O artigo aponta para uma série de estudos que mostram diversos aspectos da relação entre mudanças climáticas e saúde. Um deles indica que o risco de surtos de doenças infecciosas está geralmente associado a eventos climáticos, como El Niño, La Niña, ondas de calor, secas, enchentes, aumento de temperatura e das chuvas. Outro fator impactante é a ação humana sobre o ambiente, com destaque para os incêndios e suas consequências – poluição, migrações humanas e animais e espalhamento de patógenos e vetores.
Os autores indicam que os problemas de saúde também estão relacionados à urbanização desordenada, boa parte com estrutura de saneamento inadequada. Cerca de 80% da população brasileira vive em áreas urbanas. Entre as consequências dos efeitos climáticos estão doenças respiratórias e cardiovasculares e problemas de saúde mental.
Futuro
Rachel afirma que as emergências que vêm acontecendo no mundo todo são consequência de um desequilíbrio entre a saúde animal, ambiental e humana, sendo necessário o enfrentamento do problema por meio de diferentes áreas, na perspectiva da Saúde Única. “Por vezes, vemos a área da saúde trabalhando sozinha, isso em muitos casos não é efetivo. A dengue, por exemplo, é uma questão de saúde, mas temos que pensar também quais fatores ambientais colaboram para a proliferação dos mosquitos”, diz. Na legislação brasileira, saúde é uma questão ampla: envolve meio ambiente, acesso à moradia e educação.
Os principais impactos das mudanças climáticas ocorrem nas populações mais vulneráveis, que convivem com mais riscos, inclusive de indisponibilidade de alimentos e água. O estudo cita como exemplo a correlação, na Amazônia, de malária e diarreia em áreas que deveriam ser de proteção ambiental, mas estão sujeitas ao desmatamento e à mineração. Para mitigar esse problema, os autores indicam a necessidade de se priorizar a conservação ambiental.
Vicente afirma ser necessário que essas ações se tornem uma política de Estado. Tal política deve envolver a formação de profissionais das mais diversas áreas, com a mentalidade de que o combate aos impactos causados por mudanças climáticas só será efetivo com a união de setores como o agrícola, demográfico e ambiental e o financiamento internacional para países em desenvolvimento.

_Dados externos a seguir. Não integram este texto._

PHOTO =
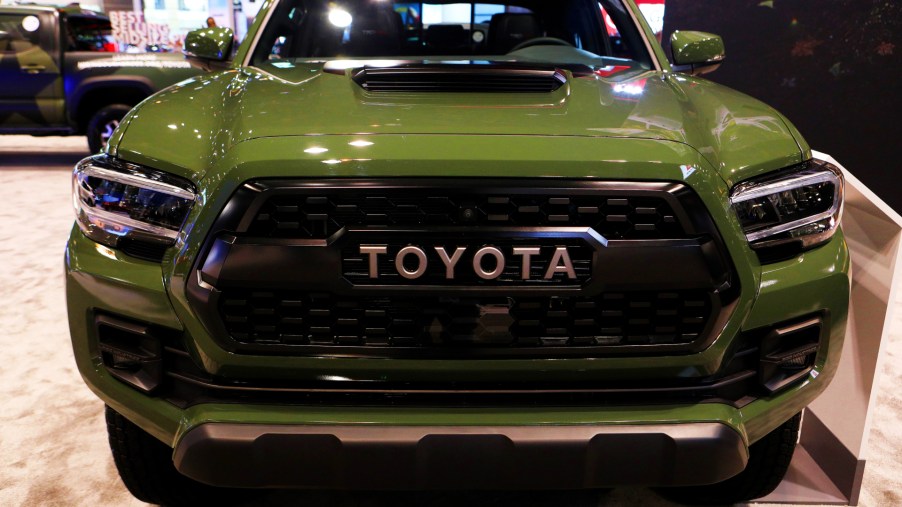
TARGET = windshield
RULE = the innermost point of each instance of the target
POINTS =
(585, 32)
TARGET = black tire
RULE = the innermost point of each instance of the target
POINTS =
(768, 462)
(145, 466)
(102, 123)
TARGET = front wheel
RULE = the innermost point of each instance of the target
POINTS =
(768, 462)
(145, 466)
(103, 123)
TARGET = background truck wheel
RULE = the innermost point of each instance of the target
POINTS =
(145, 466)
(768, 461)
(103, 123)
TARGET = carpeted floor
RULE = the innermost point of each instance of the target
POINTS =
(53, 448)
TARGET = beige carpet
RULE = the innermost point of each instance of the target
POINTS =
(53, 448)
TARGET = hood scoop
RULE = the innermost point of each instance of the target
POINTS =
(459, 78)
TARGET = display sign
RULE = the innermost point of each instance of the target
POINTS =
(130, 29)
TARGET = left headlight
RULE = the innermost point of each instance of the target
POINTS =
(794, 210)
(130, 207)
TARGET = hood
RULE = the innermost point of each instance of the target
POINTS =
(193, 125)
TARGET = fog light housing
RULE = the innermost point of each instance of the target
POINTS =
(788, 353)
(131, 352)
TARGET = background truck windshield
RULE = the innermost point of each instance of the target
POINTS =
(568, 31)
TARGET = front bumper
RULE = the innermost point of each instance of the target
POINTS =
(411, 447)
(522, 443)
(451, 457)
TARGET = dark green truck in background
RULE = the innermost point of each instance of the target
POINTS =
(59, 75)
(514, 249)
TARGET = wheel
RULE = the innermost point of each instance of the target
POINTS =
(768, 461)
(541, 41)
(103, 123)
(145, 466)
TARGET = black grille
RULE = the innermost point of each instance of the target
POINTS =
(459, 78)
(320, 216)
(610, 319)
(283, 273)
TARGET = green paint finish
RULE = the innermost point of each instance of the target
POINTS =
(696, 48)
(211, 43)
(295, 120)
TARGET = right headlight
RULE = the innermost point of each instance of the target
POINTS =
(132, 208)
(792, 211)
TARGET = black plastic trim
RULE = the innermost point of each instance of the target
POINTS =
(445, 78)
(382, 457)
(641, 264)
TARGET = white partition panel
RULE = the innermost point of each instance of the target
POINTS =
(830, 461)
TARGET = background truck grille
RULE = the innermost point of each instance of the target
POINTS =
(320, 216)
(610, 319)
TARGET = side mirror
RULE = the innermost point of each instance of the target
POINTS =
(209, 48)
(696, 52)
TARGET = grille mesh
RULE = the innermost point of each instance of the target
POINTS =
(320, 216)
(626, 318)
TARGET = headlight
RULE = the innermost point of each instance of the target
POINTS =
(797, 209)
(126, 206)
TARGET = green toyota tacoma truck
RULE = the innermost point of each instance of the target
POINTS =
(501, 247)
(59, 77)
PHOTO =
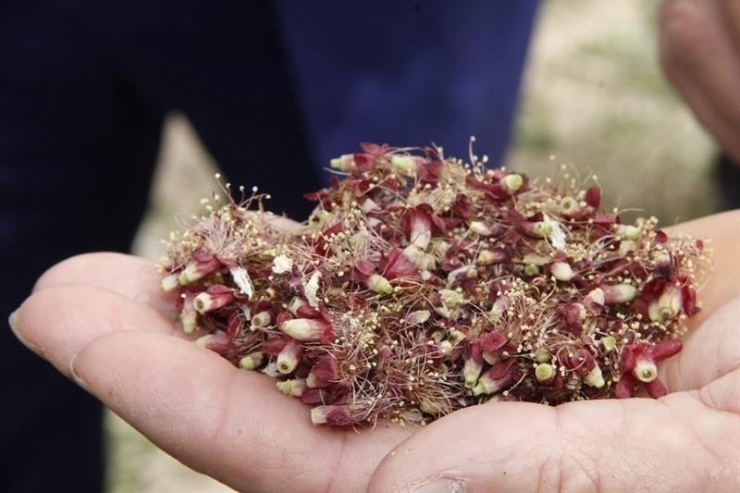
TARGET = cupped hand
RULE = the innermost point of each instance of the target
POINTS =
(700, 54)
(102, 320)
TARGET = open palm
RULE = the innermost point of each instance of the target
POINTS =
(102, 320)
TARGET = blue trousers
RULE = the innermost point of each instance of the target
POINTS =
(273, 89)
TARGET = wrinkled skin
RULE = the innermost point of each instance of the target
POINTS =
(102, 320)
(700, 54)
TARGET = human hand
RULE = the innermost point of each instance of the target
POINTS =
(102, 319)
(700, 54)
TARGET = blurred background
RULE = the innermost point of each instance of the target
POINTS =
(593, 98)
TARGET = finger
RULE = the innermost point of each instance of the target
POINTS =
(584, 446)
(130, 276)
(722, 282)
(58, 321)
(709, 353)
(731, 9)
(231, 424)
(698, 56)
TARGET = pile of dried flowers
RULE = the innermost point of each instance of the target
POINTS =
(421, 285)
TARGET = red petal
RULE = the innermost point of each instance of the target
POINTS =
(593, 196)
(625, 387)
(629, 357)
(664, 349)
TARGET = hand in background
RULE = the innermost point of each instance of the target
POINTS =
(102, 320)
(700, 54)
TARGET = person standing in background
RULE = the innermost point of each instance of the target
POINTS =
(85, 88)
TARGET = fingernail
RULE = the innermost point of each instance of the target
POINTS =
(439, 486)
(79, 381)
(13, 322)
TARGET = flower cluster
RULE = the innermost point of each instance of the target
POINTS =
(421, 285)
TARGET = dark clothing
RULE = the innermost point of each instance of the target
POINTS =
(85, 87)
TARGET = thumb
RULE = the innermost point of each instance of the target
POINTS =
(634, 445)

Entre as soluções possíveis, os autores apontam o cultivo de espécies agrícolas adequadas para viver com menos água e em ambientes mais quentes, com investimento em engenharia agronômica; reúso de água e uso de água das chuvas, com incentivos econômicos; e investimentos em infraestrutura, com a criação de barreiras naturais, espaços verdes e materiais sustentáveis. Tais medidas devem ser incentivadas economicamente com políticas públicas locais, segundo o artigo.
Além de Rachel Vicente e Mariana Ferreira, assinam a publicação os professores da Ufes Yuri Luiz Reis Leite (PPGBAN) e Crispim Cerutti Junior (PPGDI).